Databases as Entry Points to Investigative Stories

    by Paul Grabowicz
    February 18, 2008

    If you want to know what the future of investigative reporting might look like online, check out what the Las Vegas Sun has done with its special section on Flight Delays.

    It’s an interactive map and database on plane delays at McCarran Airport. You can check a particular flight, look at patterns in delays to other airports and find out how long it takes to go through security checkpoints at different gates at different times of the day.

    And there’s a video of interviews with people at the airport, along with time-lapse videos showing planes arriving at the airport and the bustle in the baggage claim area.


    And oh by the way, the page also links to an in-depth story the newspaper did analyzing the problem with flight delays and what was causing it.

    Which is why I think this may show the future of investigative reporting – featuring a map or database that people can play with to get very personalized information: What delays am I facing at security checkpoints at my gate? What’s the likelihood my flight is going to be delayed? How big a problem is the airport I’m planning to fly to?

    And then using people’s engagement with the information to draw them to the stories that provide the background and context for understanding the data they’ve just explored.
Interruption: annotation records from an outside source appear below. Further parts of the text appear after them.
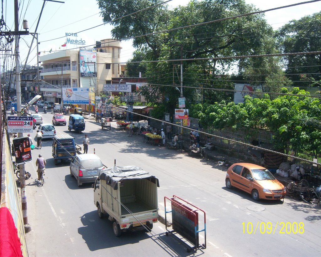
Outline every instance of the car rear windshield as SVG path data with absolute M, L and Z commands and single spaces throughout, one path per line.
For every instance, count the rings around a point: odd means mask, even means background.
M 54 126 L 52 125 L 48 125 L 46 126 L 44 126 L 41 129 L 42 130 L 45 131 L 51 131 L 55 129 Z
M 275 178 L 271 173 L 265 169 L 258 169 L 252 170 L 252 173 L 256 180 L 275 179 Z
M 86 160 L 80 162 L 81 168 L 90 169 L 101 168 L 103 166 L 101 161 L 100 160 Z

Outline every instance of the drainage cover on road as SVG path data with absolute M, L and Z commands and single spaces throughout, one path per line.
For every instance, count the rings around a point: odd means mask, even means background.
M 250 211 L 262 211 L 265 210 L 265 208 L 263 206 L 258 205 L 250 205 L 248 206 L 247 208 Z

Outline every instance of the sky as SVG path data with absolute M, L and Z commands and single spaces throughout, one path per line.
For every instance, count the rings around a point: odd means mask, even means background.
M 59 0 L 62 1 L 63 0 Z M 246 0 L 249 4 L 252 4 L 262 10 L 299 3 L 299 0 Z M 20 19 L 27 20 L 30 32 L 34 32 L 43 3 L 43 0 L 19 0 L 21 3 L 19 13 Z M 45 4 L 37 32 L 39 33 L 39 51 L 41 55 L 48 54 L 49 51 L 70 49 L 75 45 L 67 44 L 66 47 L 62 45 L 66 42 L 66 33 L 75 33 L 103 23 L 100 14 L 100 10 L 96 0 L 64 0 L 64 3 L 46 2 Z M 4 0 L 4 15 L 5 22 L 9 29 L 14 30 L 14 1 L 13 0 Z M 168 3 L 172 8 L 179 4 L 185 5 L 187 0 L 172 0 Z M 23 5 L 22 6 L 22 4 Z M 268 23 L 274 29 L 282 26 L 293 19 L 311 15 L 321 10 L 321 1 L 311 4 L 301 5 L 283 9 L 271 11 L 266 13 L 265 18 Z M 22 22 L 20 24 L 22 24 Z M 22 25 L 21 25 L 22 27 Z M 106 24 L 77 34 L 76 39 L 85 41 L 86 46 L 95 44 L 96 41 L 111 38 L 111 26 Z M 22 28 L 20 30 L 22 30 Z M 52 39 L 63 37 L 62 38 Z M 76 37 L 70 37 L 70 39 L 76 39 Z M 22 36 L 20 44 L 20 59 L 22 63 L 26 62 L 27 54 L 31 42 L 31 35 Z M 47 41 L 47 40 L 48 40 Z M 27 64 L 37 65 L 37 51 L 35 41 L 32 47 L 32 51 Z M 121 61 L 125 62 L 131 58 L 134 48 L 131 40 L 123 41 L 121 43 L 123 47 Z M 320 49 L 316 49 L 316 50 Z M 0 60 L 2 66 L 3 60 Z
    This idea is of particular interest to me, because it fits in with a project I’m currently doing on video games, in which we’re trying to use game play to help inform a community about its history and heritage.

    Interactive, customizable databases accomplish much the same thing, allowing people to “play” with the data. On the Las Vegas site I found myself clicking on the links on the map and sifting through the flights database just out of curiosity and for fun, even though I rarely fly to that airport.
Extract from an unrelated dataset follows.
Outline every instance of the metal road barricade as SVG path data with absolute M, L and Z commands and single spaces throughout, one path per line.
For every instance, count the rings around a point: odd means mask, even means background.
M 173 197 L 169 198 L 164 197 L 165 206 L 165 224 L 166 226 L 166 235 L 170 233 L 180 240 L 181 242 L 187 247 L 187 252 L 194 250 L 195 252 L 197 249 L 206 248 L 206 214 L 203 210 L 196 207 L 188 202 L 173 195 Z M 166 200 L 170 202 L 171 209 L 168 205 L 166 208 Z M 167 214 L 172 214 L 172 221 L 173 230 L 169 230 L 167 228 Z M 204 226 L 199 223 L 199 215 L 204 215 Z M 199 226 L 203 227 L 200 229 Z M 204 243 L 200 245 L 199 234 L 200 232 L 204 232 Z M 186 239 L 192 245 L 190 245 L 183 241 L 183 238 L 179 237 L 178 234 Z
    And as a former investigative reporter, I’m especially concerned with how digital technology can be used to do better investigative stories. Making use of the data that lies behind most investigative projects is one way to give people a personal stake in the information contained in those stories.

    Much of the attention of news organizations right now is on using the Internet for breaking news and 24/7 coverage at continuous news desks and doing quick podcasts and blog posts. But what journalists really have to offer are the skills, time and resources needed to do in-depth reporting.

    Taking long investigative projects written for newspapers or magazines or as TV/radio documentaries and then shoveling them online, perhaps dressed up with a little multimedia, is only jamming old media forms into a new media pipe. But understanding how to present data in an appealing way, and making that data accessible so people can mess around with it and create their own “stories,” is taking advantage of what digital has to offer.

    Several of the other Knight Challenge Grant winners are already doing great work in this area. Rich Gordon’s initiative at Northwestern to get computer programmers to come to journalism schools will help create the tools needed to build audiences for quality journalism. Rich also has written about the importance of databases in his article on Data as journalism, journalism as data .

    Adrian Holovaty has launched the EveryBlock site that aggregates local data from a variety of databases. Imagine the stories that could grow out of this data if the public and journalists worked together on analyzing it.

    Adrian has spoken before about the need to get reporters to focus on the raw data they gather for a story, and how that might be put online. I’d only go a step further and try to get reporters to think about how online databases might be the gateway into their stories, rather than the other way around.

    The folks at the Gotham Gazette have been exploring how news organizations can make use of online games to cover complex stories and how to present data in a visually more effective way.

    And Ingeborg Endter and Chris Csikszentmihályi at MIT’s Center for Future Civic Media suggested some good resources for thinking about how to better present data online:

    IBM’s Many Eyes project

    – Ben Fry’s book on Visualizing Data and some of his projects when he was at the MIT Media Lab.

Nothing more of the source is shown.